A l´heure du déjeuner, une ravissante jeune fille (la petite fille favorite d´Arthur) vint nous libérer au volant d´une grosse Mercedes et nous conduisit à l´excellent restaurant où Arthur allait nous traiter. Ce repas à quatre (Arthur, Laura, Teresa et moi) fut si agréable que, commencé à une heure et demie, il se termina à cinq heures de l´après-midi. Après un échange d´adresses et de numéros de téléphone, Laura nous reconduisit à l´hôtel, après un dernier “abrazo” à Arthur.

Lundi 27 juillet 2009

Le lundi, nous eûmes quartier libre. Après avoir serré dans nos bras notre sympathique Reiner Boller ainsi que sa jolie fiancée mexicaine Rocío, (une aubaine pour Teresa qui put, grâce à cette rencontre, s´exprimer en espagnol) nous jouâmes les vrais touristes et visitâmes Berlin sous un beau soleil de Juillet. Nous découvrîmes une ville entièrement reconstruite (ce qui n´était pas le cas 45 ans auparavant) avec une discrétion de bon aloi et très agréablement arborée.

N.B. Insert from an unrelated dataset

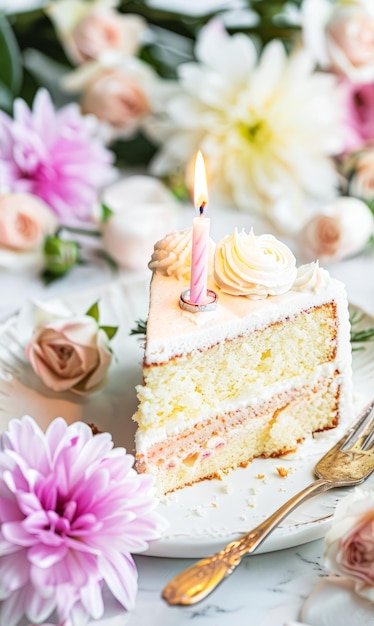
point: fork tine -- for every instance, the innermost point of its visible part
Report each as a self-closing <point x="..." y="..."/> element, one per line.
<point x="366" y="417"/>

Après avoir franchi la limite qui séparait les deux Berlin avant la réunification, passant devant un bistro qui affichait “Check point Charlie”, j´eus une pensée douloureusement émue pour mon ami Gert Andreae, comédien et metteur en scène allemand emporté par un cancer alors qu´il commençait une belle carrière au Deutsches Theater que j´avais connu à Paris et à qui j´avais rendu visite au moment du tournage du film. Il avait alors une petite fille de deux ans à qui j´avais eu l´idée d´apporter en cadeau un grand carton bourré de bananes, d´oranges, de chocolats et de friandises de toutes sortes ( denrées rarissimes à Berlin Est à cette époque ) : lorsque nous ouvrîmes le carton, elle poussa des hurlements de joie. Ils résonnent encore dans mes oreilles en pensant à l´ami disparu qui n´a pas eu le temps de connaître la démolition du mur et le trop célèbre “Check point Charlie” transformé en brasserie.